Par principe, tous les films venus de pays où la production cinématographique est vacillante devraient être défendus. Parce que c’est une force du cinéma : faire entendre une pluralité de voix, faire coexister les points de vue, déployer des visions du monde qui ne sont pas les nôtres. Et si le spectateur français a la possibilité de savoir de manière assez nuancée comment les Américains, les Français voire quelques Européens et Japonais appréhendent le monde, les films venus d’ailleurs ont du mal à se frayer une place jusqu’à nos salles de cinéma.
Alors, il était doublement important pour moi d’aimer En attendant les hirondelles : 1) c’est le premier long métrage de son réalisateur (second principe : défendre les premiers films pour que leur auteur puisse confirmer, infirmer, nuancer, approfondir leur pensée et leur art), et 2) c’est un long métrage de fiction algérien (où produire un film est un parcours du combattant)
Et heureusement, je n’ai pas eu à me forcer pour aimer ce film.
Ce film se présente comme une chronique sur l’Algérie d’aujourd’hui, racontée à travers le parcours de trois personnages. Leurs trois histoires font penser à des nouvelles de Tchekhov : des histoires aporétiques dont l’intrigue compte moins que le sentiment qu’elles laissent et que les lieux qu’elles montrent.
Le sentiment qu’elles laissent : le réalisateur filme ses personnages avec sensibilité, justesse et sens de la nuance. Certes ils ne sont pas toujours glorieux, mais ne sont jamais tout à fait lâches, jamais tout à fait orgueilleux.

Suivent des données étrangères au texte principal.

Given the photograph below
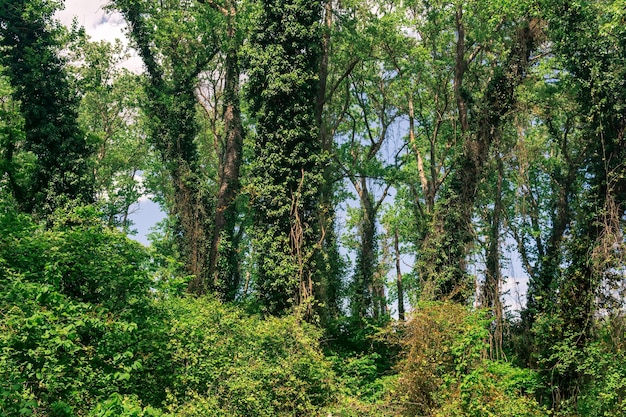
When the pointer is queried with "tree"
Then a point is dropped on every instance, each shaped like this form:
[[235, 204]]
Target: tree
[[481, 110], [58, 172], [110, 112], [176, 45], [283, 66]]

Mais de beaux sentiments s’expriment aussi dans le film, notamment grâce au couple d’ex-amoureux (la deuxième des trois histoires, la plus charmante), croqué avec beaucoup de tendresse.
Finalement, si on peut reprocher au film de surtout représenter les états d’âme d’hommes et de bourgeois (ce qui ne me dérange pas plus que ça : le réalisateur parle sans doute de ce qu’il connaît ; on ne peut pas tout dire en un film), il caresse l’universel et dégage un sentiment d’humanité, qui est celle de ses personnages.

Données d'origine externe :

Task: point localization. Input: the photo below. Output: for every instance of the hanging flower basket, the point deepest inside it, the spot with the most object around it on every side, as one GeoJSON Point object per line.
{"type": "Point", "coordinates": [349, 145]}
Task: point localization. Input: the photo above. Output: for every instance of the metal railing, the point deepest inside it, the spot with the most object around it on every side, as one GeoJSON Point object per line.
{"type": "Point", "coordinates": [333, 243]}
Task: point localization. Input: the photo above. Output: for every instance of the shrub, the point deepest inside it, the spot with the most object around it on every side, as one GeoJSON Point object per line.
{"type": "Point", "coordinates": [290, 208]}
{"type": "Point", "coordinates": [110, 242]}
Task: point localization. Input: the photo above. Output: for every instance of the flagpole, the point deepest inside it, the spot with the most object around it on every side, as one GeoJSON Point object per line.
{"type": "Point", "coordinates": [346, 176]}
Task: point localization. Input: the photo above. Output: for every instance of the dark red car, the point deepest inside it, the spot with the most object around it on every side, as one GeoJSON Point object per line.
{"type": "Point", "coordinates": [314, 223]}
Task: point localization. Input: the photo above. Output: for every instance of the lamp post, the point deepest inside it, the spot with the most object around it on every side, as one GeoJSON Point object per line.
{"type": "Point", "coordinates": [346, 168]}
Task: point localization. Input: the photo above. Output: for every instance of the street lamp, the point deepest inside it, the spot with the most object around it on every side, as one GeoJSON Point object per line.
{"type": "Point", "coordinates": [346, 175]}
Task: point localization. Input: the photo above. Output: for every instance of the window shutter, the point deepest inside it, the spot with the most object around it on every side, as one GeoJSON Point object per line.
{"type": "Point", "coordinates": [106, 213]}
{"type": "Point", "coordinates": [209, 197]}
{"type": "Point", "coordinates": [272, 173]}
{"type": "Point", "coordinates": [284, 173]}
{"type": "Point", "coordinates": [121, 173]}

Les lieux qu’elles montrent : là où le film impressionne, c’est qu’il dresse avec finesse la cartographie du territoire algérien. Finesse au sens de précision, puisque le film convoque une diversité (étonnante !) de lieux ; finesse au sens de douceur, puisque ces lieux sont filmés avec la même tendresse que pour ses personnages : on ne trouve pas cette image « sale » propre à tant de films magrébins, mais au contraire une image léchée et colorée. Certains de ces lieux sont beaux (magnifique campagne), d’autres sont bourgeois, mais l’Algérie n’est pas pour autant montrée dans une vision édulcorée : des lieux durs, déshumanisés sont aussi convoqués (il y a quelques plans frappants où le premier personnage erre en banlieue, minuscule au milieu d’immeubles géants et laids).
La voiture est d’ailleurs le motif central du film : elle permet de passer d’un personnage à un autre, participe à les caractériser, et surtout, permet de se balader d’un lieu à un autre.
A la fin du film, le spectateur est presque fatigué de ce road-trip, mais charmé : il a été promené, il a (re)découvert l’Algérie telle qu’elle est.